21 - Traditional Jazz, Vince Hickey and the Blues

Blue Notes

Vincent Hickey was a drummer. He patterned himself after a New Orleans drummer called Baby Dodds, who was the brother of Johnny Dodds, a well-known clarinetist who had played in Kid Ory’s band.

Vince was a member of a radical group I belonged to in the 60’s. Vince and I became friends because we both liked traditional jazz and, as he put it, the other members of the group were a ‘bunch of tin ears’. In other words, they didn’t get it’ when it came to music. I sort of ‘got it’, although I was green as grass. I had already started a collection of traditional jazz music with Johnny Dodds, Sidney Bechet, King Oliver, Kid Ory and the like.

I had a plastic slide whistle, sort of a kid’s version of a trombone, and I learned to play against those New Orleans jazz records, to improvise. That kind of music, when they’re all playing together in a session without the solo bits. There wasn’t as much soloing then as there is nowadays, they actually played counterpoint. If you separated out the different instruments, the lead instruments like clarinet and trumpet and so forth, then they each played different tunes over the same chord changes and the tunes all worked together. This really caught my imagination because I’d always loved counterpoint from listening to Johann Sebastian Bach. My Dad really played Bach a lot. Now, here was counterpoint again but it was jazz and that was absolutely terrific. In with the jazz was also that golden root – the Blues.

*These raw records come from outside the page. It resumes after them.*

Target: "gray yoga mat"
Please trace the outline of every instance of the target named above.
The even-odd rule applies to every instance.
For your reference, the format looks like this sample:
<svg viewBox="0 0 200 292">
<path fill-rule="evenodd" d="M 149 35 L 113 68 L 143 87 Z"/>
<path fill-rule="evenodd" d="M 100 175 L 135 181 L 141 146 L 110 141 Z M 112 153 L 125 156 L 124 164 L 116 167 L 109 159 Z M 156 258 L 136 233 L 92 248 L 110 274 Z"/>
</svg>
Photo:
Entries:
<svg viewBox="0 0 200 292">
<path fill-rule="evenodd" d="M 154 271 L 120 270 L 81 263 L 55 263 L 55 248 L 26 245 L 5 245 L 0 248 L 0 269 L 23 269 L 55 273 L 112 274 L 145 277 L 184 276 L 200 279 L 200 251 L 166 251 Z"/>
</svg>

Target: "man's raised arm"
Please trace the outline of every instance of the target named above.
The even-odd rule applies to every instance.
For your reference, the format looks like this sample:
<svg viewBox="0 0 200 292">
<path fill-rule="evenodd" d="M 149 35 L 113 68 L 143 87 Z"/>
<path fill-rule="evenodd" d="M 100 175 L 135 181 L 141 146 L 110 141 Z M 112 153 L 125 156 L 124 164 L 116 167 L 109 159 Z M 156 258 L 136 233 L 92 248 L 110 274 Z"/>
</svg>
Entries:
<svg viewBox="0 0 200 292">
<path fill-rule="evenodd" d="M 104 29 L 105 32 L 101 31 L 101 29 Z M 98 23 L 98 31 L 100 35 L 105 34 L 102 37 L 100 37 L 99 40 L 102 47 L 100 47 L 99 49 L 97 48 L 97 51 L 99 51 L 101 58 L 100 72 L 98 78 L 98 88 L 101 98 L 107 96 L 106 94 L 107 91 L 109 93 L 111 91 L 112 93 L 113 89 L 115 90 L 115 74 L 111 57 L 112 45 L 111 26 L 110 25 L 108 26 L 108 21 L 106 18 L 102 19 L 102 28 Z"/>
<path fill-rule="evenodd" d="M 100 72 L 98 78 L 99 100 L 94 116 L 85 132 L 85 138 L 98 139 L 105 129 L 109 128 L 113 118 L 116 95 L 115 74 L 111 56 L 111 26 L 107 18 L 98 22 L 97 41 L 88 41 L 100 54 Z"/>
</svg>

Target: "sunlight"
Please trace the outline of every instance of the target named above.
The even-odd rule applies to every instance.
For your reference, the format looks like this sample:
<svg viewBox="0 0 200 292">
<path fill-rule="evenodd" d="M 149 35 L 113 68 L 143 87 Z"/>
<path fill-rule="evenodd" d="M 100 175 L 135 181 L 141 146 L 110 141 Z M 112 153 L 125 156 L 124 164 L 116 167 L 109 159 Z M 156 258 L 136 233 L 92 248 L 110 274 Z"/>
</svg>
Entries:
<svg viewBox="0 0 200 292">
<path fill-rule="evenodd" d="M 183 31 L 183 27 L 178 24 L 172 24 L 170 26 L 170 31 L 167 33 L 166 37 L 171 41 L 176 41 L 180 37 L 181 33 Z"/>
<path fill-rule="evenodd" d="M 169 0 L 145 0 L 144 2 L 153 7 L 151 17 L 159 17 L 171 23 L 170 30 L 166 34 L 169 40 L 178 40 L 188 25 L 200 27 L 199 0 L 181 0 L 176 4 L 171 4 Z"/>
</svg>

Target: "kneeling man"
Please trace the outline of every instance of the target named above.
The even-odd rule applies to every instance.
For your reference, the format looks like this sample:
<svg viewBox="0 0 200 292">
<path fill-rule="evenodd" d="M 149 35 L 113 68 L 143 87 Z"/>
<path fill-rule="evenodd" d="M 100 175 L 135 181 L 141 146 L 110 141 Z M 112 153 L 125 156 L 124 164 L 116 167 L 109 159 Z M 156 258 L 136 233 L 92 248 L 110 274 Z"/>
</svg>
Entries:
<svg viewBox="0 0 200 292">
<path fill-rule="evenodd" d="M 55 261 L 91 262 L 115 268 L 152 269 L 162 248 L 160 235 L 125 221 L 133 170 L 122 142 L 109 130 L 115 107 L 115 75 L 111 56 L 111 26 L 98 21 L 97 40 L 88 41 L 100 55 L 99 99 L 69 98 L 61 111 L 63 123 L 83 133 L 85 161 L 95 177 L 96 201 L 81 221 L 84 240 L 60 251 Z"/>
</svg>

Vince would come over from time to time, particularly if I fed him. He showed me some things about drumming. He was quite amazing in my neophyte way of looking at it. He could play something called ‘the spoons’ which was as old-time instrumental timekeeping trick involving kitchen cutlery. He could crumple up paper and make it sound like brushes. Vince could turn just about anything into a drum kit. He was a good drummer.

He was the son-in-law of Victoria Spivey. Vince himself was half Irish and half Italian and, boy, could he make meatballs! He was married to Victoria’s adopted daughter and I got to meet the family through him. I went to the Victoria Spivey (she always pronounced it Speevey) /Lonnie Johnson Reunion at Gerdes’ Folk City. That was a stellar night I’ve covered in another podcast.

16 - Reunion of Victoria Spivey & Lonnie Johnson at Gerdes Folk City in NYC

I continued with my interest in traditional music, although what I was hearing around me was the kind of wishy-washy folk music that was popular. There were some really excellent musicians that came out of the folk music boom but a lot of it was crap. In between the cracks there, the real stuff was coming through. My ear had been trained by listening to that early jazz music so that when I heard the real thing I recognized it as being part of the root. A lot of this early jazz music was blues-based. The blues had sort of seeped into New Orleans. W.C. Handy was actually a field researcher for these early blues tunes and copyrighted everything he laid an ear to – God bless him.

I was at Washington Square Park where folksingers used to congregate around the dry, central fountain. An old coloured gentleman showed up with his guitar and a promoter. I didn’t know who he was but he was obviously a known traditional blues musician, a pioneer. When he started to play a herd of young blues wannabees clustered around him quite quickly and started playing too. I don’t think it mattered if they were in tune or even playing the same song as long as they could say afterwards, that they had played with this particular blues pioneer. I didn’t much care for that. I’d have sooner heard the old guy and what he had to sing but there you go.

Another time in Tompkins Square Park on New York’s Lower East Side they had brought in a five-part gospel group, just vocals. They were just standing on the grass and singing and it was quite, quite marvelous and what was really good about it was that I knew what they were going to sing for each line. I had learned. I had picked it up and here it was alive and standing before me, all familiar to me. The music of the black South had become, mysteriously, my music.

I also heard Canadian jazz pianist, arranger, composer and bandleader, Gil Evans, in that same park and that was another good and real experience of a different kind.

I was woodshedding a lot at this time, learning to play the guitar, after my fashion. I was singing these old blues numbers over and over again. I never got tired of them. There was something new about them every time. This wasn’t like popular music at all. This music had legs, had staying power. And, of course, the blues was about real things that happened to real people. It was folk music but folk music that was still alive and still kicking!